La Francia si ferma, la Germania riparte. I due Paesi forti dell’Unione Europea scelgono due strade diametralmente opposte per gestire il calcio dopo il Coronavirus: Emmanuel Macron ha decretato da tempo lo stop alla stagione 2019/2020, con la Ligue 1 costretta a cristallizzare i propri verdetti. Angela Merkel, invece, ha dato oggi il via libera alla Bundesliga, anche per le fortissime pressioni regionali in tal senso. E nonostante, pare, quelle ricevuteproprio dal presidente della Repubblica francese. L’Italia? Sta in mezzo al guado, e deve decidere in che direzione attraversarlo. Il fatto che le due nazioni guida del Vecchio Continente scelgano due soluzioni antitetiche dimostra come non vi sia una risposta giusta. Ma al massimo due modelli da seguire per il nostro Paese.
La soluzione francese non risolve. Ma la Germania è un altro mondo. Fermarsi come ha fatto la Ligue 1, in Italia, sarebbe molto complicato. C'è chi, con ottime argomentazioni e legittimamente, dice impossibile. Al netto delle perdite economiche, è certo che genererebbe una sequela infinita di polemiche e ricorsi, come d’altra parte è accaduto oltralpe, dove in un certo senso anche le pulci (il Tolosa ultimissimo a 13 punti) hanno la tosse e promettono battaglie giudiziarie. Figuriamoci cosa accadrebbe da noi, a partire dalla lotta scudetto, accesissima in campo e chissà in tribunale. D’altro canto, il modello tedesco non può essere davvero tale per l’Italia fino in fondo. Basterebbe guardare al di là del calcio: la Germania ha un sistema di test molto più avanzato e capillare, ha molto più posti in terapia intensiva (prima della crisi 29,2 su 1000 abitanti, l’Italia appena 12,5), soprattutto ha drasticamente meno morti. In Germania vi sono state delle restrizioni, ma non c’è mai stato un vero lockdown. Impensabile che tutto questo non influisca nel mettere a confronto Bundesliga e Serie A, espressioni calcistiche di due realtà che non si possono davvero paragonare.

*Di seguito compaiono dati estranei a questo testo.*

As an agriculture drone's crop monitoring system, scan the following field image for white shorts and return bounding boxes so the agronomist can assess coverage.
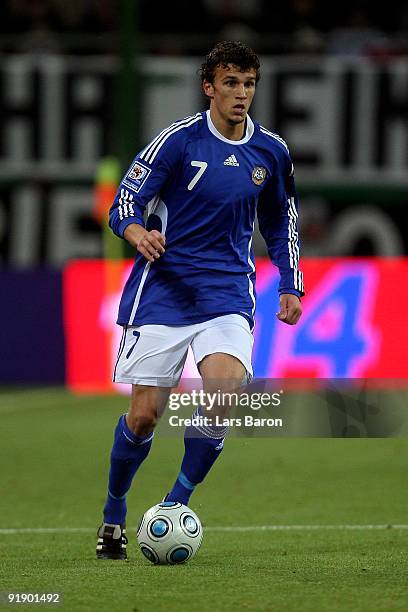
[113,314,254,387]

Domani confronto CTS-FIGC. Il nuovo positivo? C’è già. E ci mette a un bivio. In Germania e in Italia, come del resto in Francia, in Spagna e nel Regno Unito, il punto centrale della questione ripresa è quello di un nuovo contagiato. Cosa succede in caso di positività di un calciatore? Attorno a questo nodo gordiano si stanno sviluppando tesi, pareri e diatribe: il comitato tecnico scientifico e la commissione medica della FIGC ne riparleranno domani, quando si discuterà per l’ennesima volta la definizione del protocollo che dovrebbe consentire la ripresa degli allenamenti di squadra. Non ancora del campionato, si badi bene: a quello non siamo minimamente vicini, ma bisogna andare per gradi. Intanto, la notizia del contagio di un calciatore del Torino ci mette di fronte alla realtà: nuovi contagiati ci sono e ci saranno, la discussione non verte sul se. Forse sul quando, ma soprattutto sul come affrontare la cosa. E qui c’è una scelta da prendere. In questo caso sì, la Germania può darci qualche indicazione.
O si segue il modello tedesco o si ferma tutto. Continuare a temporeggiare in attesa che passi la nottata non ci aiuterà, come non aiutano molto il calcio neanche le schermaglie mediatiche a cui assistiamo giorno dopo giorno tra i fautori del ripartire a ogni costo e quelli del fermarsi a ogni costo. Anche se parliamo di due mondi diversi, per Germania e Italia, a livello di ripresa del calcio giocato, la domanda è la stessa: con un nuovo contagio si mette in quarantena l’intera squadra o si chiude il malcapitato in casa sua e si va avanti? Oggi pomeriggio, il ministro Spadafora ha dichiarato che le uniche scelte vere e proprie sono arrivate da chi ha deciso di fermarsi. Era vero quando lo ha detto, alle 15, ma già un’ora dopo non era più così. Angela Merkel, sia pure confortata dai medici della Bundesliga, ha intrapreso la seconda strada, per una precisa decisione politica. La stessa che finora è completamente mancata in Italia, con tanto di sberleffi via Facebook. Ma che a un certo punto sarà necessaria anche da noi, pur in un quadro generale del tutto diverso: o si accetta che un nuovo contagiato non possa fermare il calcio o si decide che il pallone debba fermarsi ancora per un po’, in attesa che il sereno torni davvero. Giocare o non giocare, giorno dopo giorno, diventa sempre meno il vero problema. Basterebbe sapere in che direzione stiamo andando, e con quali mezzi intendiamo affrontare il post Coronavirus, che la palla rotoli a giugno o debba aspettare settembre.